Researchers have made key findings on how the fetus and placenta manage to avoid immune system rejection during pregnancy, with unexpected results being published by New York University scientists.
NYU School of Medicine researchers have made an important discovery that partially answers the long-standing question of why a mother’s immune system does not reject a developing fetus as foreign tissue.
Lead investigator Adrian Erlebacher, MD, PhD, associate professor of pathology and a member of the NYU Cancer Institute at NYU Langone Medical Center said: “Our manuscript addresses a fundamental question in the fields of transplantation immunology and reproductive biology, namely, how do the fetus and placenta, which express antigens that are disparate from the mother, avoid being rejected by the maternal immune system during pregnancy?
“What we found was completely unexpected at every level,” he added.

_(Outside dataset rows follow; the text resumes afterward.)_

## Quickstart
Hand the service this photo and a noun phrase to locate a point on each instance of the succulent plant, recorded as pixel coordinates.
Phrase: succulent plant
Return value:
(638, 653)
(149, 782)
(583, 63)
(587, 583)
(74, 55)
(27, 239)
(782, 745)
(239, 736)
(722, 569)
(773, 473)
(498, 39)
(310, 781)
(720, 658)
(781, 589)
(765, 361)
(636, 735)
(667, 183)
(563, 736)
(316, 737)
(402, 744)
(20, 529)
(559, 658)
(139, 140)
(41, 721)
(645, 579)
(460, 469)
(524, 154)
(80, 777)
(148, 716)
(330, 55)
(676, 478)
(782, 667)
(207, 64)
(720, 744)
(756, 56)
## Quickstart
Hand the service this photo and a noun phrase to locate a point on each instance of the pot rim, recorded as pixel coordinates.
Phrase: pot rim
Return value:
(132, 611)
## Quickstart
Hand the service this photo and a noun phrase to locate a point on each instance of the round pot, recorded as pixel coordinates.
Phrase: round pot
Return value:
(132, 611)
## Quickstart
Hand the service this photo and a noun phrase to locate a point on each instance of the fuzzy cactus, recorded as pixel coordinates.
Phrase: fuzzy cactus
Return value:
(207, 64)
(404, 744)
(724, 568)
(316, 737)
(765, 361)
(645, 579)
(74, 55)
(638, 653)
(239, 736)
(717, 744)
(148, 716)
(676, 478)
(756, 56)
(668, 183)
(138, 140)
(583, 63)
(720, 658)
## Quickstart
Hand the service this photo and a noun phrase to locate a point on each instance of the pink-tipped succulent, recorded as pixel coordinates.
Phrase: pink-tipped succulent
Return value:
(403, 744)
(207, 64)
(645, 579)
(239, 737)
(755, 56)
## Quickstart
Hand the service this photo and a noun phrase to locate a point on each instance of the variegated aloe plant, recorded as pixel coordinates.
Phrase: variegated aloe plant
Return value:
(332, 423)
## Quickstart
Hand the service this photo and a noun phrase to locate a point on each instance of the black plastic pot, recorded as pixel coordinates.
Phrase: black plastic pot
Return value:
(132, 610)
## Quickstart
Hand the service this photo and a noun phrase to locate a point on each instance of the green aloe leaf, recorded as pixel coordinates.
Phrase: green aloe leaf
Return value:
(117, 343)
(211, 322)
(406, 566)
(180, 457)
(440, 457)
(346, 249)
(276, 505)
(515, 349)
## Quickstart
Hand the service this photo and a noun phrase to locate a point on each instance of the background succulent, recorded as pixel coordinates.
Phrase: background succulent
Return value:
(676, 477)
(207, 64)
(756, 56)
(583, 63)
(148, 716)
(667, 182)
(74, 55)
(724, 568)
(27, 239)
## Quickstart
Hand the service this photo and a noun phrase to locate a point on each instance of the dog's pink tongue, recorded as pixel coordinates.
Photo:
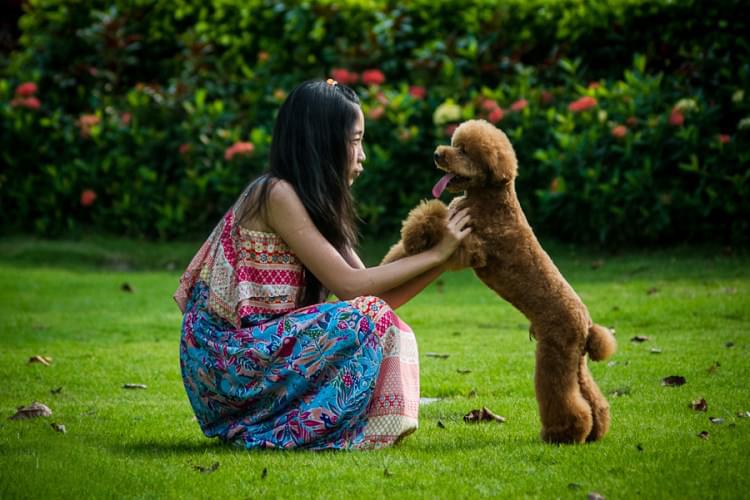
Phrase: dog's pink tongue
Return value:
(441, 184)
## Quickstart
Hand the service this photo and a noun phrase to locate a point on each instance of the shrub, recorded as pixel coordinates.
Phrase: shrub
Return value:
(163, 111)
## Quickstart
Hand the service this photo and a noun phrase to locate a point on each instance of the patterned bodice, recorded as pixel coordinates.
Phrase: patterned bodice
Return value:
(269, 274)
(251, 275)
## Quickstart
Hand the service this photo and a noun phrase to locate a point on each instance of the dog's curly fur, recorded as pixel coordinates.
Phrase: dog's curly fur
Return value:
(507, 257)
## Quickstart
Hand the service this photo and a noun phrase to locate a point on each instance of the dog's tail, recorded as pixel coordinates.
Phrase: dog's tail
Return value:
(600, 343)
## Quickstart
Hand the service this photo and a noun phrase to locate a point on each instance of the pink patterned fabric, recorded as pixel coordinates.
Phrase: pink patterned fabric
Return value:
(247, 273)
(254, 275)
(394, 408)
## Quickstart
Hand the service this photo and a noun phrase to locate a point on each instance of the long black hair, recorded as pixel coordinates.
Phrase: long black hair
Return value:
(309, 150)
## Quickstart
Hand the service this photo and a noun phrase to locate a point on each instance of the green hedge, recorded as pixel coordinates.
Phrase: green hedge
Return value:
(139, 102)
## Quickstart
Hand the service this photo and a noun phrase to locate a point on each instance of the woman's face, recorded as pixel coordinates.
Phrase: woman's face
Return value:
(356, 149)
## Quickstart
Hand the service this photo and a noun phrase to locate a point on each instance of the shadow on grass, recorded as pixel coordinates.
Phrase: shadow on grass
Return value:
(160, 448)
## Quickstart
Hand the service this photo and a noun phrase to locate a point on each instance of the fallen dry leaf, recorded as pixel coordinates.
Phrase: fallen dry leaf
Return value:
(673, 380)
(699, 405)
(620, 391)
(134, 386)
(206, 470)
(437, 355)
(34, 410)
(45, 360)
(483, 415)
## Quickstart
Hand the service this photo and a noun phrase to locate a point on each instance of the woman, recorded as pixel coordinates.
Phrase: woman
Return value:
(266, 362)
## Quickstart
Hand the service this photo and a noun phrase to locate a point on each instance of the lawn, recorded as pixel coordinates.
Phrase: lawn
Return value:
(101, 309)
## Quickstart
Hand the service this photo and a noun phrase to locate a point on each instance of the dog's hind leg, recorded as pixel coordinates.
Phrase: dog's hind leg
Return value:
(564, 411)
(599, 404)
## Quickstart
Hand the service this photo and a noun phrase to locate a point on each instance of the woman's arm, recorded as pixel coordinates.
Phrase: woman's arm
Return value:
(289, 219)
(405, 292)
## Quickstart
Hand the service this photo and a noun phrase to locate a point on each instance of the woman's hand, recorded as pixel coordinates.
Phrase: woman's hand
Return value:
(457, 229)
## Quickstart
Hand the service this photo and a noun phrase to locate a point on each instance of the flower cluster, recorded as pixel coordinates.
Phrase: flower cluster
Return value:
(492, 109)
(582, 104)
(26, 96)
(447, 112)
(87, 122)
(239, 148)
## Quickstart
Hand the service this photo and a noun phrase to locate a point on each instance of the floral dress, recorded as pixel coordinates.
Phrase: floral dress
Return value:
(261, 372)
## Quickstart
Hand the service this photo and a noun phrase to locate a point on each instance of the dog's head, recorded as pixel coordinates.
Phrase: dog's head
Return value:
(479, 155)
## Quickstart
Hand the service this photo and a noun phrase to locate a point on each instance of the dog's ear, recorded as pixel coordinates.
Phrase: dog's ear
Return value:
(501, 159)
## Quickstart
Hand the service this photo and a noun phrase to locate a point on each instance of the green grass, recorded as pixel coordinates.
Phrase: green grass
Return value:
(64, 300)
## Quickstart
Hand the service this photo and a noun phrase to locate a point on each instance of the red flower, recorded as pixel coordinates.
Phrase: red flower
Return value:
(519, 105)
(239, 148)
(344, 76)
(417, 92)
(449, 129)
(27, 89)
(619, 131)
(373, 77)
(26, 102)
(488, 105)
(676, 118)
(495, 115)
(582, 104)
(376, 113)
(88, 196)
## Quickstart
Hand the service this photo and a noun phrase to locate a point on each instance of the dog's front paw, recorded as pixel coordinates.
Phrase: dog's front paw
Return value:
(424, 226)
(469, 254)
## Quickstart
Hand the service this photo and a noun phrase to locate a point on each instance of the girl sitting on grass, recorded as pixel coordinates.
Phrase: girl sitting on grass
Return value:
(266, 361)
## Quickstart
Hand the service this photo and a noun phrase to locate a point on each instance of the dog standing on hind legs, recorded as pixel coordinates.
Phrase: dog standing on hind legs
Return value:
(508, 258)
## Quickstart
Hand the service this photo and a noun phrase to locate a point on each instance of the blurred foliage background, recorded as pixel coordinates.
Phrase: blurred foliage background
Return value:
(630, 118)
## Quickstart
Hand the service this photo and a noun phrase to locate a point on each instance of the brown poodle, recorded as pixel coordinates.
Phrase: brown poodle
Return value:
(507, 257)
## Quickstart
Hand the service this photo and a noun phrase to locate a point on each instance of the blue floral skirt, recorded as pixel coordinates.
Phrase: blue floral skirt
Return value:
(335, 375)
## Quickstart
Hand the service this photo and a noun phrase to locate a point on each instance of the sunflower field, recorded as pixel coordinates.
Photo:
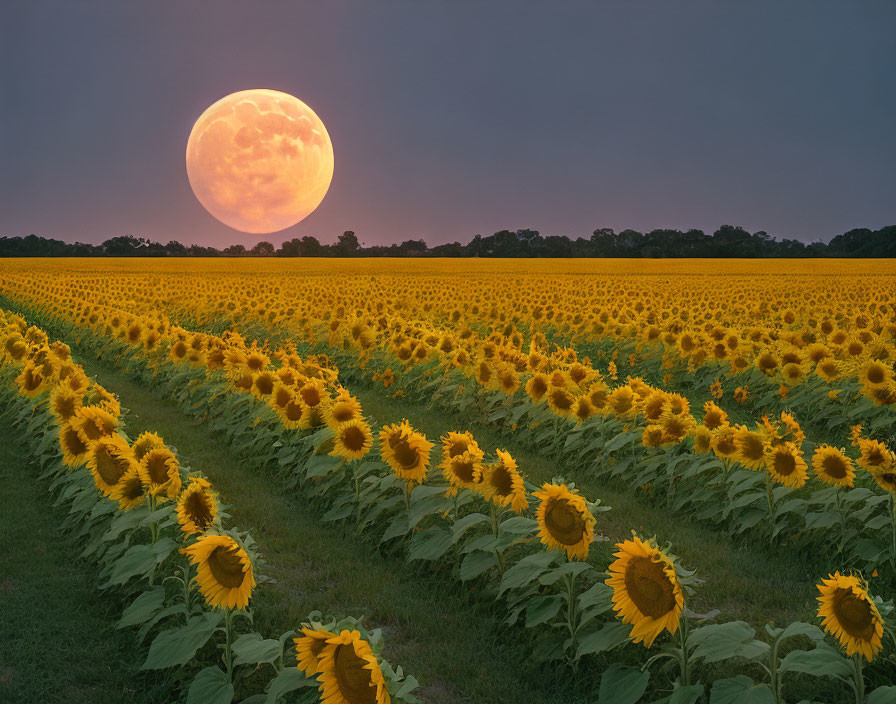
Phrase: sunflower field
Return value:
(633, 481)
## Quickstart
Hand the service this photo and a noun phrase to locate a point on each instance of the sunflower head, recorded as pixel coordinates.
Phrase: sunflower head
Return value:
(160, 472)
(786, 465)
(405, 450)
(74, 449)
(352, 439)
(849, 614)
(503, 484)
(197, 507)
(564, 521)
(833, 467)
(224, 571)
(145, 442)
(646, 591)
(349, 672)
(110, 458)
(310, 647)
(64, 404)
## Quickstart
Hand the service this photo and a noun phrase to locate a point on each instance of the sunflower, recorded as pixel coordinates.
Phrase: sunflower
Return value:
(537, 387)
(64, 403)
(353, 439)
(848, 613)
(561, 401)
(786, 465)
(564, 521)
(145, 442)
(723, 443)
(833, 466)
(197, 507)
(582, 409)
(713, 416)
(503, 485)
(349, 672)
(405, 450)
(31, 381)
(74, 449)
(874, 374)
(702, 440)
(130, 491)
(160, 472)
(646, 592)
(751, 446)
(621, 401)
(343, 408)
(109, 458)
(224, 571)
(93, 422)
(309, 648)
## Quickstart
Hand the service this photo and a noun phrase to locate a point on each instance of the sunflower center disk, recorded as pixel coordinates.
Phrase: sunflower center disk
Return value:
(564, 523)
(226, 567)
(649, 587)
(854, 615)
(352, 677)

They found that embryo implantation sparks a process that ultimately turns off a key pathway required for the immune system to attack foreign bodies. Therefore, immune cells are not recruited to the site of implantation and therefore cannot harm the developing fetus.
When a woman becomes pregnant, genes that recruit immune cells to the sites of inflammation are turned off within the decidua. This means that T cells are unable to accumulate within the decidua and, as a result, cannot attack the fetus and placenta.
Dr. Erlebacher said: “These findings give insight into mechanisms of fetal-maternal immune tolerance, as well as reveal the epigenetic modification of chemokine genes within tissue stromal cells as a modality for limiting the trafficking of activated T cells.
“It turns out that the cells that typically secrete the chemoattractants to bring the T cells to sites of inflammation are inhibited from doing so in the context of the pregnant uterus. The decidua appears instead as a zone of relative immunological inactivity.”